The subject term is an artificial language used for expressing text topics in indexing and retrieval, and has conceptualized and normalized features. In the embodiment of the present application, any one of the subject extraction methods may be adopted to extract a subject term from the first sentence set, for example, a Latent Dirichlet Allocation (LDA) subject model and the like. The extracted subject words form a first subject word set corresponding to the first time segment.
It should be noted that, taking the LDA topic model as an example, a general topic model needs to set the number of topic words first and perform clustering to obtain the topic words. However, in practical applications, the number of topic words in each time segment is not constant, and errors are likely to occur by using the LDA topic model. Therefore, in some possible implementations of the embodiment of the present application, a Hierarchical Dirichlet Process (HDP) may be used to generate a topic word set corresponding to each time slice. The HDP is a non-parametric model and is a variant of the LDA topic model, and the HDP has the advantages that the number of topics is not required to be preset, and the accuracy of topic word extraction is guaranteed.
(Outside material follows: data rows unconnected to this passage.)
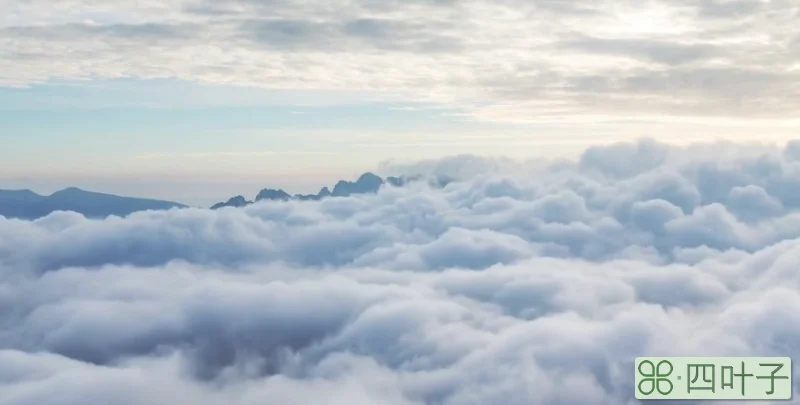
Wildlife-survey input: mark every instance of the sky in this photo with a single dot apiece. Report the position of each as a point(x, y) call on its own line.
point(199, 100)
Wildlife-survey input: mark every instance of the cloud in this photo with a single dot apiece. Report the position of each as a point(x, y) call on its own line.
point(539, 287)
point(510, 60)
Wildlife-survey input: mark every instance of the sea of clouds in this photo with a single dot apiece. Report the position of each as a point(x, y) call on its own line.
point(521, 283)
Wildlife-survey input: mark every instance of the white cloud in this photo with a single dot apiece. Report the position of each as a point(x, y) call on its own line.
point(539, 287)
point(510, 60)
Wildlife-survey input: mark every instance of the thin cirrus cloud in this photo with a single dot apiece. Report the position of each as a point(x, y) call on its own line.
point(522, 59)
point(519, 283)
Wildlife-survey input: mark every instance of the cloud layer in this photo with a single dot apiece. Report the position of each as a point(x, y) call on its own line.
point(526, 284)
point(709, 58)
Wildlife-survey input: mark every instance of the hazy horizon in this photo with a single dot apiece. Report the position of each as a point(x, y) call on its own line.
point(626, 185)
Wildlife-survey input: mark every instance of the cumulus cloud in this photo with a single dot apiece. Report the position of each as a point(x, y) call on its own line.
point(675, 57)
point(535, 287)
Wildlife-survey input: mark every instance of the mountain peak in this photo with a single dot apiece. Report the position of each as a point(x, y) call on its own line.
point(238, 201)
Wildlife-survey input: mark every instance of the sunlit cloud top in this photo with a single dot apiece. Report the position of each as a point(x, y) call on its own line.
point(507, 60)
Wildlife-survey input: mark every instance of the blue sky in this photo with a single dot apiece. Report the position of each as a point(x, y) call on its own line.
point(194, 100)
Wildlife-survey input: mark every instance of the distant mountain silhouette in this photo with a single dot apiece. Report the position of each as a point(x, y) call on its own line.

When the HDP is used to generate the topic word set corresponding to each time segment, the first sentence set may be segmented first, and stop words in the obtained segmentation result may be filtered out. The stop word means that in the information retrieval, in order to save storage space and improve search efficiency, some characters or words can be automatically filtered before or after processing natural language data (or text), and the stop word can include a mood auxiliary word, an adverb, a preposition word, a connection word and the like, and can be set manually according to actual needs. Then, topic modeling is carried out through HDP to form a topic model, and the obtained topic model is used for calculating the word segmentation result after the stop words are filtered out to obtain a first topic word set.
In some possible implementation manners, in order to improve the accuracy and the processing efficiency of the abstract, no more than a certain number of subject words may be selected from the extracted subject words according to the order of the weights from high to low, so as to obtain a first subject word set, where the number of selected subject words is not limited.
S403: and obtaining the article relevance corresponding to each sentence in the first sentence set according to the word frequency of the sentence co-occurrence words in the expected text in the first time segment and the word frequency of the topic co-occurrence words in the expected text in the first time segment.
In the embodiment of the present application, the sentence co-occurrence word is a character or a character string appearing in any two sentences in the first sentence set at the same time, the topic co-occurrence word is a character or a character string appearing in the first sentence set and the topic word at the same time, and the article relevancy represents the possibility that the article co-occurrence word reflects the idea of the center of the desired text in the first time segment. And determining abstract sentences of the expected text in the first time segment according to the article relevance.
It can be understood that the character or the character string in step S403 may be directly extracted, or may be obtained according to a certain rule (e.g., an N-gram rule), and is not described herein again. As the number of occurrences of a character or character string in the desired text within the first time segment increases, the likelihood that a sentence comprising the character or character string will express the idea of the center of the desired text increases.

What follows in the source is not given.